First I made the bezel, and soldered it inside the box, next I soldered two jump rings to the back of the box to act as the chain connections.  I was initially thinking of setting two little pearls on the bottom of the box, so I drilled two holes to fit 20 gauge wire into, and then soldered the wire into the holes. Then I stopped and thought some more about how I was going to construct the chain.  Was I going to use leather? Or ribbon? Was I going to wire wrap chain to the jump rings? Solder? I decided to use a handmade clasp that I had fabricated a few weeks before, and wire wrapped the whole thing together, just to see what I thought about it.

Then I started looking at my existing stock and realized that I use little pearls in my work quite a bit, and started looking through my bead containers for another option. I came upon some sliced, green garnet beads and decided to try those. Perfect! But the holes in the beads were too small for the 20g wire pegs - so I had to get out my diamond coated bead reamer to drill them out, and then used 2 part epoxy to glue them to the pegs. Then I decided that the clasp really should be soldered to the chain so that it would be really secure, and that the chain would look nicer if it were connected with a soldered jump ring too. But I had already glued on the little garnets! I knew that it would be a quick operation to solder the chain to the box, so I wrapped sopping wet paper towels around the garnet beads, and soldered the jump ring shut. Worked perfectly! What a good trick. Wish I could remember where I heard about it.

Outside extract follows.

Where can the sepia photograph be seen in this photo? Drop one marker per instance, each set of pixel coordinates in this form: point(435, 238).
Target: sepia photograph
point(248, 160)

Then I decided that the chain didn't look quite right, and thought I'd attach a short line of beads to one side of the chain. I like to amend/alter commercial chain so that it looks a little more unique. Wire wrapping was the perfect way to 'string' the beads. Then it was time to set the photograph and the rutilated quartz. But how! The bezel was so tight to the inside dimensions of the box that using a traditional bezel pusher was out of the question. I ended up pushing over the bezel with a spatula, and perfecting the edge with a tiny ball burnisher, and the whole thing looks lovely.


So what's the point of this blog post? Is it to tell you my entire process? Kind of, but really it's to inspire you to think about what happens after you make your focal piece. How will it be worn? Do you have the skills to finish it the way you envision? Do you have the tools? If you don't, can you think outside the box to get the job done?

This project was actually very simple, and might have been easier if I had planned the entire thing out from the beginning, but even working as I did - kind of higgeldy piggeldy - I knew I could do it. The thing I thought about before I started was not all the soldering, or the chain design, or how to patina, but I had to know that I would actually be able to set the awkwardly placed stone. I love the way this pendant looks, and I'll try a design like this again, but with the knowledge I now have - I'll be sure to make some adjustments (like making the walls of the box shorter so that the bezel is easier to access), and to think about the work path a little more fully before I start.